The actress first met Weinstein in 2011, when she was still a student at the Yale School of Drama, and was coerced into entering Weinstein's bedroom after a lunch meeting, where he insisted on giving her a massage. "I thought he was joking at first. He was not. For the first time since I met him, I felt unsafe," she recalled. After a brief moment of panic, Nyong'o offered to give him one instead: "It would allow me to be in control physically, to know exactly where his hands were at all times."

"I began to massage his back to buy myself time to figure out how to extricate myself from this undesirable situation.

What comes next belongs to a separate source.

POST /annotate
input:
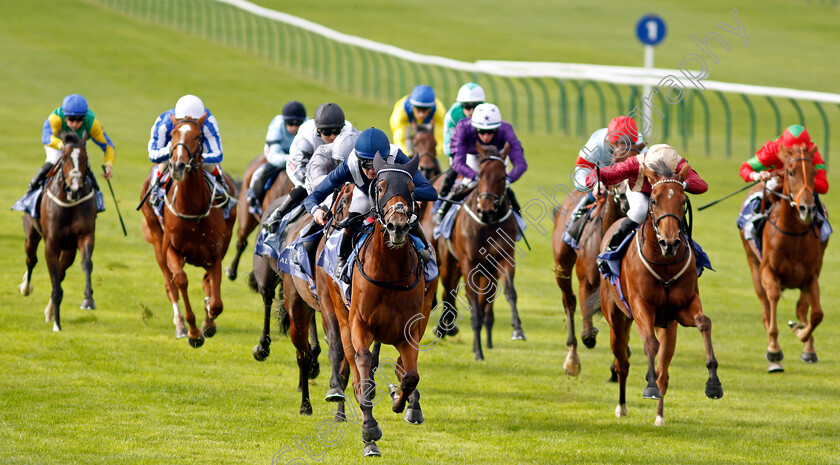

Before long he said he wanted to take off his pants," she continued. "I told him not to do that and informed him that it would make me extremely uncomfortable. He got up anyway to do so and I headed for the door, saying that I was not at all comfortable with that."

Weinstein allowed Nyong'o to leave, calling her "stubborn," but the actress was unsure of how to process the incident.

"I reasoned that it had been inappropriate and uncalled-for, but not overtly sexual. I was entering into a business where the intimate is often professional and so the lines are blurred," she reasoned then, fearing that rejecting his advances would mean "jeopardizing my future."

Nyong'o had another encounter with the mogul months later. During a dinner meeting, she recalled Weinstein telling her, "Let's cut to the chase. I have a private room upstairs where we can have the rest of our meal."

Nyong'o said she was "stunned" at his comment. "I told him I preferred to eat in the restaurant. He told me not to be so naive. If I wanted to be an actress, then I had to be willing to do this sort of thing," she wrote. "He said he had dated Famous Actress X and Y and look where that had gotten them."

When she politely declined Weinstein's offer, his "whole demeanor" changed and their meeting came to an abrupt end, she recalled. He told her, "I don’t know about your career, but you'll be fine."

The 12 Years a Slave and Black Panther star ended her column with a plea for change in the industry and the forming of a "community where a woman can speak up about abuse and not suffer another abuse by not being believed and instead being ridiculed."

Commending the multitude of women who have come forward with their own stories of harassment by Weinstein, she added, "Though we may have endured powerlessness at the hands of Harvey Weinstein, by speaking up, speaking out and speaking together, we regain that power. And we hopefully ensure that this kind of rampant predatory behavior as an accepted feature of our industry dies here and now."

Nyong'o joins a chorus of prominent actresses — including Gwyneth Paltrow, Angelina Jolie, Lea Seydoux and Lena Headey, among others — who have accused the producer of sexual harassment and assault.

Weinstein has since been terminated as co-chairman of The Weinstein Co. and is under investigation by ther LAPD, NYPD and London police.